Then

When I was a teenager, I found it so interesting that my dentist worked together with his wife, who was a hygienist. I pondered whether they ever got tired of each other or how they handled an argument at work. I wondered if I would be able to work with my future spouse.

Fast forward about twenty-five years and lo and behold I ended up working with my husband for my parents’ consulting business. Not only did we work together, but we shared an office for about a year. We literally worked five feet away from each other, with only a shared table between us.

Was it always easy? No. It took some trial and error, patience, and communication to make it work.

I stopped working when our youngest child was born, and we had an eight-year span of not working together. In February, my husband switched careers to being a full-time real estate agent, which meant we would again share a workspace.

Now

When COVID-19 happened, we were just starting to figure out how to align and our adjust schedules to each other. Like many of you, when our kids didn’t return to school, we suddenly went from just me working at home, to both of us, to everyone being at home.

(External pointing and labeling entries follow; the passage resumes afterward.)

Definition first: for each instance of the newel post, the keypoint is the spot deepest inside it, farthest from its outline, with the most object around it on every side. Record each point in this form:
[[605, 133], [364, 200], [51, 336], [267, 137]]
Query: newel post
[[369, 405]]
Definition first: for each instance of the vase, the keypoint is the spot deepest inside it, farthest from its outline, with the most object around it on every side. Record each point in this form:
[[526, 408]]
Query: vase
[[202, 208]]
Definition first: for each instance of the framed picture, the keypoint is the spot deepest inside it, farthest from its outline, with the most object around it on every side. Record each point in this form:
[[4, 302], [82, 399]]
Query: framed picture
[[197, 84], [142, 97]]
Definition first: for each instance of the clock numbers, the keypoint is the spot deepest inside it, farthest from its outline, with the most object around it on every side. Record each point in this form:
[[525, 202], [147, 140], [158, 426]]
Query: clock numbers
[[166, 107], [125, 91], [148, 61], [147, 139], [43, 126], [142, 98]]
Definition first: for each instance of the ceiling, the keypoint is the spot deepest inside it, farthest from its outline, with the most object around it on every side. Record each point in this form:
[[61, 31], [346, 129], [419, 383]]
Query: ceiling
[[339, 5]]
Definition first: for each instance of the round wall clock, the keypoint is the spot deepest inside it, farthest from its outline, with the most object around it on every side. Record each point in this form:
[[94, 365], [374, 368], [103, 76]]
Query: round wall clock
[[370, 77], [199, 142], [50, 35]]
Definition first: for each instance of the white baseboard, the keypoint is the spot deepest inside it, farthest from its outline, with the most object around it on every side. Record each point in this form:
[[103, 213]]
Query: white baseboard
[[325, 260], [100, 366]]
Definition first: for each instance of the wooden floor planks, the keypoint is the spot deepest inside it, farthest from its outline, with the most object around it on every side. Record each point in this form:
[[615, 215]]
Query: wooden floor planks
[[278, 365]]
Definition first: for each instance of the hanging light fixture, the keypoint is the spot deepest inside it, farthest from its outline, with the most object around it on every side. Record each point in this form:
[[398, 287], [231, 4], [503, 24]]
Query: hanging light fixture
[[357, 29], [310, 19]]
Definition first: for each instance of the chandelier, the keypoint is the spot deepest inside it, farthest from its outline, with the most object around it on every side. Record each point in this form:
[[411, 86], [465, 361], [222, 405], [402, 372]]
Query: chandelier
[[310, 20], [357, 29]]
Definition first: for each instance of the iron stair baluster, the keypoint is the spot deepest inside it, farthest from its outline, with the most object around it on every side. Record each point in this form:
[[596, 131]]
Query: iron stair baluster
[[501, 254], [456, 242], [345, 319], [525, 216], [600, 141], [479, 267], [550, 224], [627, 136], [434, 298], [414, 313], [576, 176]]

Due to COVID-19, you might find yourself sharing a workspace with your spouse as well. Here are some tips of how to work at home together:

  1. Learn Each Other’s Work Habits: My husband likes to take work calls on speaker phone. I like to take calls alone and do creative work in the quiet. Observe each other. Spend some time together talking about your individual work-flow preferences and how they might conflict while you’re both working at home.
  2. Identify Scheduled vs. Spontaneous: Are you a very scheduled person? If so, you probably don’t like distractions that take you off schedule. If you’re spontaneous, you might not mind interruptions to watch a cool video or make a run to the home improvement store to buy something together. Talk about how to handle your specific marriage combination. If you prefer a schedule and your spouse is spontaneous, create some time for scheduled spontaneity each day or week that will allow you to both get what you’d like.
  3. Communicate and Create Boundaries: Find creative solutions. I bought a sign that says, “Writer at work. Please do not disturb.” I hang it on the door when I need the office to myself. My husband will then take his laptop and work from the kitchen. I’ll do the same when I know he needs time in the office.
  4. Plan the Night Before: Every night my husband and I ask each other what the other person has planned for the next day. It’s helpful to know the other person’s schedule or expectations for the day. When I know he’s going to be gone for appointments, I try to use that time to be in the office for quiet work. If I have a late-evening call, I can ask him to take care of dinner.
  5. Create a Lunch and Dinner Schedule: Make a flexible schedule of who oversees lunch and/or dinner for each day and have flexible options. Will you eat lunch together every day? What menu options can you create if you will be eating at different times?

Inevitably we will have days where it’s just plain hard to work at home together. During those days, may we remember to live out the gospel in our homes. Let’s serve our spouses in love and give grace and forgiveness. This is a just a season and while there are burdens, there are also blessings too.

How are you and your spouse making it work during these work-from-home days? What blessings have you experienced?